Each year in the US, around 33 million tonnes of food is sent to landfill, generating four percent of total US greenhouse gas emissions. Of that, some 14 million tonnes of fresh produce never leave the farm gate, because they’re cosmetically imperfect. This sort of waste comes with huge costs – over $400 billion, to be precise, to grow, transport and then dispose of all this produce. Produce that’s good enough to feed people and provide income to farmers. That wasted food also creates methane, a greenhouse gas 86 times more potent than carbon dioxide. Not to mention all of the land, labour, and water that are also wasted.

“For every pound of vegetables diverted from landfill, 2.2 pounds of greenhouse gases are avoided and 102 gallons of water is saved from being wasted. It's a maths problem: the more you do, the less waste there is, which is better for the environment.”

Today, Matriark is selling their products to Compass Group, the largest food service company in North America. Matriark has also just launched their first retail line of products – the first carbon-neutral, shelf-stable pasta sauces, which are now available online through Imperfect Foods, and available at Whole Foods Grocery from January 2023. 

“All of our products are both upcycled and carbon-neutral certified, and each product has certified data attached to it,” Anna says. “So for every pound of vegetables diverted from landfill, 2.2 pounds of greenhouse gases are avoided and 102 gallons of water is saved from being wasted. It's a maths problem: the more you do, the less waste there is, which is better for the environment.”

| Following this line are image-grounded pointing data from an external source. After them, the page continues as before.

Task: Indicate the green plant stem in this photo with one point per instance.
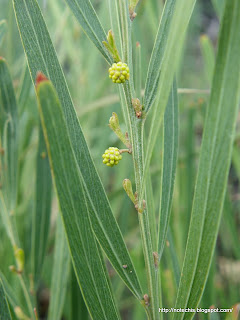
(136, 136)
(12, 233)
(27, 296)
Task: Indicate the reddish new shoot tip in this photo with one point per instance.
(40, 78)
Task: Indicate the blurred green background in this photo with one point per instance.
(95, 99)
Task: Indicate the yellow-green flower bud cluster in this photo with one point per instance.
(119, 72)
(111, 156)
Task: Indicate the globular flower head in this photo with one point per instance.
(111, 156)
(119, 72)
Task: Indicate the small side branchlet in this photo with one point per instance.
(119, 72)
(156, 259)
(132, 6)
(139, 208)
(36, 314)
(138, 107)
(111, 46)
(114, 125)
(127, 186)
(111, 156)
(146, 300)
(20, 314)
(20, 259)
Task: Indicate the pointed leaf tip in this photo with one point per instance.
(40, 78)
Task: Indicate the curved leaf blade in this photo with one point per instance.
(42, 212)
(88, 19)
(74, 208)
(156, 61)
(9, 139)
(182, 11)
(169, 164)
(60, 273)
(4, 308)
(42, 56)
(214, 163)
(3, 29)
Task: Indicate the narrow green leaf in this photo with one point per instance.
(8, 151)
(42, 56)
(24, 91)
(10, 293)
(176, 29)
(42, 212)
(214, 163)
(115, 24)
(3, 29)
(9, 139)
(74, 207)
(155, 64)
(78, 307)
(208, 56)
(60, 273)
(88, 19)
(4, 308)
(219, 7)
(174, 257)
(169, 164)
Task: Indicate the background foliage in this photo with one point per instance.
(47, 260)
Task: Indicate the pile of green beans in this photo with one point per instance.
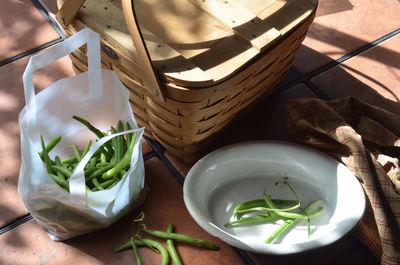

Anna recently presented at a corporate lunch for one of the country’s biggest food service providers, and talked about the importance of encouraging cafeterias in workplaces to use products that are carbon neutral and/or upcycled to start reducing food waste. “If you’re an employee of a large company, you can put pressure on your cafeteria — ask what they’re doing, what their Scope 3 commitments are, what vendors they’re using,” Anna says. “There are so many things people can do that really will make a difference.”

Earlier this year, the University of Massachusetts Amherst started dishing up an 85 percent plant-based menu to students. “This is amazing for a school that feeds 50,000 people a day,” Anna says. “So imagine if we could take that and multiply it across 10 universities? That’s not even a tiny fraction of universities in the United States. I really feel that the tide is turning. Matriark is playing a role in waste reduction, and as we grow, I hope that we will inspire other businesses to do more in this space.”

One of Anna’s greatest strengths is seeing gaps in the ways things are done, and bringing the right people together to help fix those gaps. “My skill is seeing things that already exist: food, people, powerful organisations, buyers, funders,” she says. “It’s like the stars in the sky. There are millions of stars, but you can make constellations in a way that makes sense. What I’m good at is putting together new constellations in a way that has the potential for powerful change.”